In criticism of the instruction, counsel say: first, that it departs from the language of the statute in that it substitutes the words "prima facie unlawful," for "prima facie evidence of negligence"; second, that it assumes that defendant violated the law; third, that it assumes that driving in excess of thirty-five miles per hour was negligence. Counsel suggest the language in which the instruction should have been couched.
Under the statute, supra, the prima facie violation is driving in excess of thirty-five miles an hour. Unless, therefore, the driver establishes ordinary care on his part, driving in excess of thirty-five miles per *Page 395 hour violates the law and is evidence of negligence. When one introduces evidence rebutting the prima facie case of unlawful conduct, of course the fact that he was driving in excess of thirty-five miles per hour loses its probative value. The same proof which raises the presumption of an unlawful act creates the evidence of negligence, and the same proof which rebuts that presumption destroys the evidence created by it. So, it seems to us that the use of the words "prima facie evidence of negligence" was unnecessary, for, if they had been wholly omitted, the legal effect would have been unchanged, and stripped of its unnecessary words and arranged in proper order, all interpretation might be placed on the instruction considered as a whole that it did not assume a violation of the law or of defendant's negligence and that the excess speed, if proved, without proof of the exercise of ordinary care on defendant's part, established a violation of the law which was an evidence of negligence sufficient to fix liability, if the rate of speed was the proximate cause of the collision and injuries provided plaintiff himself was not negligent. This seems to us to be the meaning of the instruction.

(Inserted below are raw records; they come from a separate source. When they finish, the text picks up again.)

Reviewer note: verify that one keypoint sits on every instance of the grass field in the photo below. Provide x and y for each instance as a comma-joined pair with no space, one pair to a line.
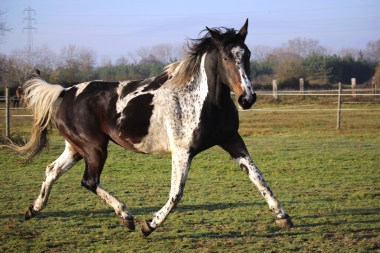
328,180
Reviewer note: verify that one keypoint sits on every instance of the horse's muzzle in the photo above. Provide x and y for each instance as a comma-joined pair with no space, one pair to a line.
246,100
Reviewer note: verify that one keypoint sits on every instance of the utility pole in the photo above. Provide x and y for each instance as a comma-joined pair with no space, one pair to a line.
29,29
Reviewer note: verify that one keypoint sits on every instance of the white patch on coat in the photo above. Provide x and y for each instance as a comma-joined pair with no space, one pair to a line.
258,179
246,84
179,112
53,171
176,115
121,103
80,88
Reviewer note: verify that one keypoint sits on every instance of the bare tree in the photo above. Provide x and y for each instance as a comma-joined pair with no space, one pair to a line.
372,51
305,47
163,52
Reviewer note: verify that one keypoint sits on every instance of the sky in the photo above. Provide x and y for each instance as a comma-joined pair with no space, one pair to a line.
113,28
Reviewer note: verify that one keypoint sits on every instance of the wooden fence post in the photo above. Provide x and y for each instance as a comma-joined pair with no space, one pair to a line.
302,85
353,83
274,84
338,113
7,115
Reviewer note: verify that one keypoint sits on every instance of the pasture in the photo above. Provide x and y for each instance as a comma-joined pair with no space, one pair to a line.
328,181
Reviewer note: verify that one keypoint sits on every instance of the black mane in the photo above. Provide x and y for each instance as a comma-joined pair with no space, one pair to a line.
181,72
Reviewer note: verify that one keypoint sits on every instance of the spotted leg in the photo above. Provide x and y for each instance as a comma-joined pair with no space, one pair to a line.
180,168
66,161
236,148
95,157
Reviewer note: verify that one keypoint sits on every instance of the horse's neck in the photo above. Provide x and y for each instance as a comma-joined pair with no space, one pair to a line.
218,92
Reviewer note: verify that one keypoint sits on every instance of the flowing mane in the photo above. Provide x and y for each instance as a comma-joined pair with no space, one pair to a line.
181,72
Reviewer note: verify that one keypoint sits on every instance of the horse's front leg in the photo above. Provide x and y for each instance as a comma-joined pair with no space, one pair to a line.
236,148
180,167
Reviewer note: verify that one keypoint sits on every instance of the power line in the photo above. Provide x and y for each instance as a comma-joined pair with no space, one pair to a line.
29,30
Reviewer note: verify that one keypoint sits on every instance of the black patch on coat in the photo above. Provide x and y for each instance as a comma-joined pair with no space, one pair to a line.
136,116
130,87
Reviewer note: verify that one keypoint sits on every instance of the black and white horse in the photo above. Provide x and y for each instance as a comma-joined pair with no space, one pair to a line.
183,111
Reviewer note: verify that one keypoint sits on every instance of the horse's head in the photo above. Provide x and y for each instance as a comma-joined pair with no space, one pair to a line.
233,64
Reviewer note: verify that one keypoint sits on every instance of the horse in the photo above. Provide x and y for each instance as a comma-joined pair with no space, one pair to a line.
183,111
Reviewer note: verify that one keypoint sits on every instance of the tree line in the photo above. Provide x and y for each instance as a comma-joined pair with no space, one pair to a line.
298,58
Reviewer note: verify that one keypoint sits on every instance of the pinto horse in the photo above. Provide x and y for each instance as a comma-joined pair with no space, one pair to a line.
183,111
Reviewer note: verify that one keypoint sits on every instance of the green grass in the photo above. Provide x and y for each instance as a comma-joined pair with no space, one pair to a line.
328,180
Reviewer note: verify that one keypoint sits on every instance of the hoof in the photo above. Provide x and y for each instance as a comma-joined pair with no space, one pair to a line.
146,229
129,223
30,213
285,222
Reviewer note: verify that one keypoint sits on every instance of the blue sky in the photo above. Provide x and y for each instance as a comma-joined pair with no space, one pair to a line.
114,28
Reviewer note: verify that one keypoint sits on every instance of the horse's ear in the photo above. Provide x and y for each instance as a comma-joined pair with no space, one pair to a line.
244,30
217,38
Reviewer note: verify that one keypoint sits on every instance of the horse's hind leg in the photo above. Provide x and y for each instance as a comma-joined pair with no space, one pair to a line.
66,161
95,158
236,148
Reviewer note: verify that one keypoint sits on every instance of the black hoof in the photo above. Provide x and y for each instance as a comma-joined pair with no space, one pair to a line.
285,222
129,223
146,228
30,213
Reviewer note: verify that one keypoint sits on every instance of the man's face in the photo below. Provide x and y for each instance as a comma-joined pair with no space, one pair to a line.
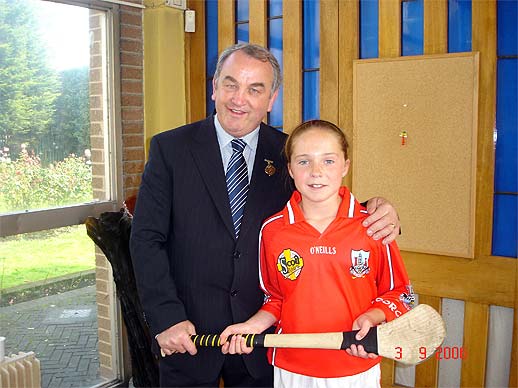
243,93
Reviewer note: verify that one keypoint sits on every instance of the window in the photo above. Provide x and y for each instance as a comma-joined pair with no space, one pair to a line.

We have frequently held that where an instruction is imperfectly worded so as to be obscure or ambiguous, if the appellant is of the opinion that it might mislead the jury, he should by specific objection point out what he conceives the assumption of fact to be and the inaccuracies in the language of the instruction. St. L. S.W. Ry. Co. v. McLaughlin, 129 Ark. 377, 196 S.W. 460; St. L. Sw. Ry. Co. v. Wyman, 119 Ark. 530,178 S.W. 423; St. L. I. M. S. R. Co. v. Hutchinson, 101 Ark. 424,142 S.W. 527.
Had the appellant interposed his specific objections, the court could, and doubtless would, have converted the instruction into a concise and clear statement of the law by the use of a few qualifying and explanatory words; or, the appellant, if he so desired, might have had the instruction put in a more accurate form by presenting a correct prayer for instructions on the issues *Page 396 involved, thus removing any anticipated doubts from the mind of the jury. As the instruction was not necessarily erroneous and prejudicial, a general objection was not sufficient.
Case affirmed.
Mr. Justice MEHAFFY disqualified and not participating.